Given below are two statements: Statement I: Figure shows the variation of stopping potential with frequency ($\nu$) for the two photosensitive materials $M_1$ and $M_2$. The slope gives value of $\frac{h}{e}$, where h is Planck's constant, e is the charge of electron. Statement II: $M_2$ will emit photoelectrons of greater kinetic energy for the incident radiation having same frequency. In the light of the above statements, choose the most appropriate answer from the options given below.

• A. Statement I is correct and Statement II is correct
• B. Statement I is correct and Statement II is incorrect
• C. Statement I is incorrect and Statement II is correct
• D. Statement I is incorrect and Statement II is incorrect

Answer 1

Answer: (B)

Statement I is correct and Statement II is incorrect

Answer 2

Statement I: The photoelectric effect equation is given by $h\nu = \phi + K_{max}$, where $h$ is Planck's constant, $\nu$ is the frequency of incident radiation, $\phi$ is the work function, and $K_{max}$ is the maximum kinetic energy.
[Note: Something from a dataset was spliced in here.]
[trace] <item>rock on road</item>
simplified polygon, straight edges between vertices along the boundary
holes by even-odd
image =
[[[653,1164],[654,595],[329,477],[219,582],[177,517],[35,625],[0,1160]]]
The stopping potential $V_0$ is related by $K_{max} = eV_0$. Thus, $h\nu = \phi + eV_0$. Rearranging, $V_0 = \frac{h}{e}\nu - \frac{\phi}{e}$. This is a linear equation in $V_0$ and $\nu$, with slope $\frac{h}{e}$ and y-intercept $-\frac{\phi}{e}$. The figure shows parallel lines for $M_1$ and $M_2$, indicating the same slope, which is $\frac{h}{e}$. So, Statement I is correct.
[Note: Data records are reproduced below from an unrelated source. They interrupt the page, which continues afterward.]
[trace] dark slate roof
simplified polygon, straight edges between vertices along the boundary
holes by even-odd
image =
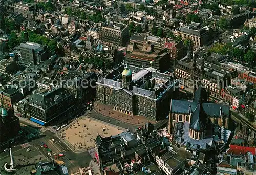
[[[225,117],[229,116],[229,106],[228,105],[206,102],[206,97],[205,89],[199,87],[195,92],[193,101],[172,100],[170,112],[189,114],[189,105],[190,105],[193,114],[190,127],[198,131],[205,128],[207,117],[220,117],[221,107],[222,115]]]
[[[206,115],[208,116],[220,116],[220,108],[221,107],[222,109],[223,116],[225,117],[229,116],[229,106],[228,105],[203,103],[202,104],[202,106]]]
[[[206,116],[205,116],[200,104],[199,104],[193,112],[190,127],[194,130],[201,131],[204,130],[206,126]]]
Statement II: The statement claims that $M_2$ will emit photoelectrons of greater kinetic energy for the same incident frequency. This means $K_{max, M_2} > K_{max, M_1}$. Since $K_{max} = h\nu - \phi$, this implies $h\nu - \phi_{M_2} > h\nu - \phi_{M_1}$, which simplifies to $\phi_{M_2} < \phi_{M_1}$. From the graph, the threshold frequency for $M_1$ ($\nu_{0, M_1}$) is less than the threshold frequency for $M_2$ ($\nu_{0, M_2}$). Since $\phi = h\nu_0$, we have $\phi_{M_1} < \phi_{M_2}$. This contradicts the condition $\phi_{M_2} < \phi_{M_1}$ required for Statement II to be true. Therefore, Statement II is incorrect.